In my work as an attorney, I find that more than 80% of my clients have life insurance but few understand how it actually works.
So here are the Life Insurance basics…
Life insurance is a contract
You pay your premium to the insurance company, they agree to pay out a certain amount of money to the person you have designated (your “beneficiary”) when you die. Premium costs are based mostly on how much of a risk the insurance company is taking that they will have to pay the full amount soon or at all.
Life insurance comes in two general flavors, whole life and term:
- A term policy will pay out if you die within a certain time frame, which may be as definite as “20 years” or as loose as “as long as I work for X Company.” Under 30 and don’t smoke? The monthly premium on a 20 year term policy probably costs less than a weekly latte habit. Over 60? You may have difficulty getting life insurance at all and the premiums are going to be higher.
- Whole life is certain to pay out when you die, no matter how old you were when you got it or how long it takes for you to pass. The premiums for this type of insurance are higher because there’s no risk for the insured person. Why would life insurance companies take a bet they’re certain to lose? Because the higher premium gives them immediate access to funds to invest before the final pay out.

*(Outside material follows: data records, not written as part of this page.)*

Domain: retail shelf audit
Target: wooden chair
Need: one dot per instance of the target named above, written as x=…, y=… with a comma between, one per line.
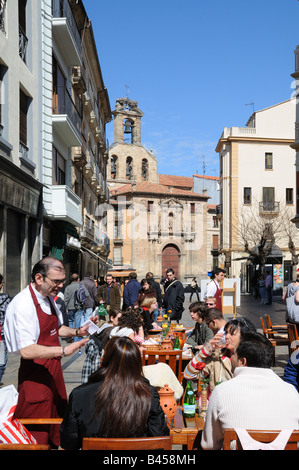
x=261, y=436
x=281, y=328
x=171, y=357
x=24, y=447
x=141, y=443
x=293, y=337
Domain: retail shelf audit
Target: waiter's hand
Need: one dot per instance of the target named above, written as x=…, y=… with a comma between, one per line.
x=71, y=348
x=83, y=330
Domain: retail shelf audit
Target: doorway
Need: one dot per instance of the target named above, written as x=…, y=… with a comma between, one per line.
x=171, y=259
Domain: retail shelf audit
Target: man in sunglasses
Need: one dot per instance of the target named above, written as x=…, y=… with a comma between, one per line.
x=32, y=328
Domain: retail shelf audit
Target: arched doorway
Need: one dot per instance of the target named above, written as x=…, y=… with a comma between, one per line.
x=171, y=259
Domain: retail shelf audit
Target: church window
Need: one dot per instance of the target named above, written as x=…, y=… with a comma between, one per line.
x=144, y=169
x=129, y=168
x=114, y=167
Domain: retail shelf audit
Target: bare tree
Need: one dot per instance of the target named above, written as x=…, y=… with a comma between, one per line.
x=258, y=232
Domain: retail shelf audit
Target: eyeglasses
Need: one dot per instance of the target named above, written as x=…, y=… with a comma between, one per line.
x=57, y=282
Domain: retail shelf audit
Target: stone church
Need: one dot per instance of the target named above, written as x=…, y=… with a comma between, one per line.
x=154, y=221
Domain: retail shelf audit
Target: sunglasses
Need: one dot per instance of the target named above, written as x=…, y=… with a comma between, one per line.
x=57, y=282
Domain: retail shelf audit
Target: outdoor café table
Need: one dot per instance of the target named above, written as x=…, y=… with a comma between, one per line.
x=186, y=431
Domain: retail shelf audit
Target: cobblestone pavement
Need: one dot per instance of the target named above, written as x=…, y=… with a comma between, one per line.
x=250, y=308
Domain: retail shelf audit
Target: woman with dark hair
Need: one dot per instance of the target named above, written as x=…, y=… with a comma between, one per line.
x=214, y=359
x=94, y=409
x=130, y=324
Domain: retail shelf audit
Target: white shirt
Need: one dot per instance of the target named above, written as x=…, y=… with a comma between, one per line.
x=254, y=399
x=21, y=326
x=211, y=288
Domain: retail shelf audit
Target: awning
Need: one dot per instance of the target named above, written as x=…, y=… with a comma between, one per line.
x=116, y=273
x=94, y=255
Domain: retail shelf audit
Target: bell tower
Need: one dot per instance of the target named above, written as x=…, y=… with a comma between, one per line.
x=129, y=161
x=127, y=122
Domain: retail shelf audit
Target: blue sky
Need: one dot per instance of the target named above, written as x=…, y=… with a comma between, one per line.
x=194, y=67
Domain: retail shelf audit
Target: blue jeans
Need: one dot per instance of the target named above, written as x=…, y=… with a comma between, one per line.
x=3, y=358
x=74, y=319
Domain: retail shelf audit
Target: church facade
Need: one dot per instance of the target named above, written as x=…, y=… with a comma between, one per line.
x=154, y=221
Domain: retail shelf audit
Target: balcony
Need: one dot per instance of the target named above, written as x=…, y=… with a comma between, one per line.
x=66, y=119
x=23, y=44
x=79, y=79
x=88, y=229
x=103, y=244
x=66, y=205
x=219, y=211
x=271, y=208
x=66, y=32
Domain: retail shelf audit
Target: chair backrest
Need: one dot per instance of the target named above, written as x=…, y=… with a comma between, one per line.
x=141, y=443
x=171, y=357
x=230, y=435
x=268, y=321
x=293, y=336
x=24, y=447
x=265, y=330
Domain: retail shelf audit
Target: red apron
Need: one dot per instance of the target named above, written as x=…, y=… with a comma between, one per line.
x=42, y=392
x=217, y=296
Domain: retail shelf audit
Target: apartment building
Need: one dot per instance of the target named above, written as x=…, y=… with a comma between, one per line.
x=20, y=141
x=74, y=141
x=53, y=150
x=258, y=193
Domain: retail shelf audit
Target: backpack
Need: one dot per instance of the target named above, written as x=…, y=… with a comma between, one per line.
x=80, y=296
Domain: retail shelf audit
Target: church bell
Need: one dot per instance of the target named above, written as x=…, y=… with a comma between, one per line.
x=128, y=128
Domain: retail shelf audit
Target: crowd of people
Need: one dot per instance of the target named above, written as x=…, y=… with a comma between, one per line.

There are two reasons to get life insurance:
To replace your financial contribution in a partnership when you’re working, or to pass money tax-free when you’re retired.
Financial contribution to partnership
Sounds like it can’t be anything but a business relationship, right? Yes, life insurance is an incredibly valuable tool to help a small business continue or wind down gracefully if a key person passes away. For most people, the financial partnerships they have aren’t business matters at all, but family matters.
My fiancé recently realized that if he died, the student loans his parents co-signed would not be forgiven and they would suddenly be responsible for the payments instead. A life insurance policy to cover the amount he needs to pay to satisfy the loans over the period of time he’s repaying them could prevent that from happening.
One of the biggest financial partnerships many people have is a shared mortgage. Would your family be able to pay it without your salary? What about the regular non-contract costs of raising kids or caring for elderly relatives? These are all financial partnerships you have that might not be able to continue if you can’t contribute money from your wages as planned in the future.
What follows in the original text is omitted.